O futuro do trigo, a cultura mais antiga do Estado, que deu origem às lavouras gaúchas e teve importante papel no desenvolvimento econômico, está colocado à prova. Para se ter uma ideia, há 40 anos o Rio Grande do Sul chegou a ter 2 milhões de hectares. Nesta safra, os triticultores semearam 766,86 mil hectares - a menor área dos últimos 10 anos, segundo dados da série histórica da Emater. Além das oscilações climáticas, a falta de políticas de estímulo à comercialização do trigo é um dos fatores que dificultam a estabilidade da cultura.
– Mesmo quando a safra tem qualidade, o preço não acompanha – ressalta Argemiro Luís Brum, analista de mercado do Centro de Análises Econômicas e Estudos de Mercado Agropecuário da Universidade Regional do Noroeste do Estado do Rio Grande do Sul (Unijuí).
O especialista refere-se aos valores praticados no mercado e que estão abaixo do preço mínimo definido pelo Ministério da Agricultura - R$ 38,65 a saca de 60 quilos. Para Brum, que também é professor de Economia da Unijuí, a saída é exportar o grão para países da África e da América Latina. Responsável pela divisão de trigo da corretora de cereais Brasoja, João Eduardo Almeida concorda que a exportação é o caminho. Para aliviar a situação, o setor aguarda um alento.
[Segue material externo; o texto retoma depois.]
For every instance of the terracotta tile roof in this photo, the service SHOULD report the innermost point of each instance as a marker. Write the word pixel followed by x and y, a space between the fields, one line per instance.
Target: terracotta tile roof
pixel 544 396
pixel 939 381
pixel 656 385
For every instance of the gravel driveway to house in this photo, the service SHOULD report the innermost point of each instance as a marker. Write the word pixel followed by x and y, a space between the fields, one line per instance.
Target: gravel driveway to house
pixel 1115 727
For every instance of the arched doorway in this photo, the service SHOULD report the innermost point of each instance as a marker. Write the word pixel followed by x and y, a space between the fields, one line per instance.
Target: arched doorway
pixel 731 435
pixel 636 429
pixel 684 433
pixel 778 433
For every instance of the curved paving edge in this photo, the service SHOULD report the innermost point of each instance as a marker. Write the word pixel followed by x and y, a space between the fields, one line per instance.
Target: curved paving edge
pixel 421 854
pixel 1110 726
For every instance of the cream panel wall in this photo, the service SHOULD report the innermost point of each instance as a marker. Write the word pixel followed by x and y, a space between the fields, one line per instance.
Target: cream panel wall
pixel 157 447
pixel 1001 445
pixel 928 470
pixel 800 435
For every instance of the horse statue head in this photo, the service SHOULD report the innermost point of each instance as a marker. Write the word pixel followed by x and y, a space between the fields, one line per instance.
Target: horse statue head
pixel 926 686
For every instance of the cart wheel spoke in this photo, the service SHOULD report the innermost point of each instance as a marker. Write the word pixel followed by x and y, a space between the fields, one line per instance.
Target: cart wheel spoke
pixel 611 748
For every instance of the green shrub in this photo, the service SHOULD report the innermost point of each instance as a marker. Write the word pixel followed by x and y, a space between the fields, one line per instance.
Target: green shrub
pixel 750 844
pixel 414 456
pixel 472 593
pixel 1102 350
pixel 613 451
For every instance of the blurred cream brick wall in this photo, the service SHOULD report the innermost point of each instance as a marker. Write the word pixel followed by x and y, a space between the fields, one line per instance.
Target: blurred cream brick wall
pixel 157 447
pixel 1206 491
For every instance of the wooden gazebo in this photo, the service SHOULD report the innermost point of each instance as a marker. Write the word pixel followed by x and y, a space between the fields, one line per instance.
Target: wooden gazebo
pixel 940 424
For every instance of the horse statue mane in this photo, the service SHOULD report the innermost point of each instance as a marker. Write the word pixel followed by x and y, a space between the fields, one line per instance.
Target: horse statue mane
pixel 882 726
– O governo teria que fazer imediatamente o Pepro (Prêmio Equalizador Pago ao Produtor) para acelerar o escoamento do grão - reforça Almeida.
A expectativa é que sejam liberados R$ 150 milhões para operações de Pepro no Paraná e Rio Grande do Sul. Apesar de o valor ser considerado insuficiente pelo setor, há consenso de que ajudaria a movimentar mercado. Enquanto isso não ocorre, os produtores avançam na colheita, preocupados com o destino do grão. Diante do preço médio do milho – R$ 37 a saca – superior ao valor médio atual do trigo tipo pão – R$ 32 a saca – o temor é de que o cereal de qualidade seja destinado à produção de ração.
O presidente da Federação das Cooperativas Agropecuárias (Fecoagro), Paulo Pires, também lamenta a falta de perspectiva para a venda do grão, que pode acarretar na falta de espaço de estocagem devido à entrada da safra de milho, em janeiro. Hamilton Jardim, presidente da Comissão do Trigo da Federação da Agricultura do Estado (Farsul), concorda que o grande gargalo é a comercialização.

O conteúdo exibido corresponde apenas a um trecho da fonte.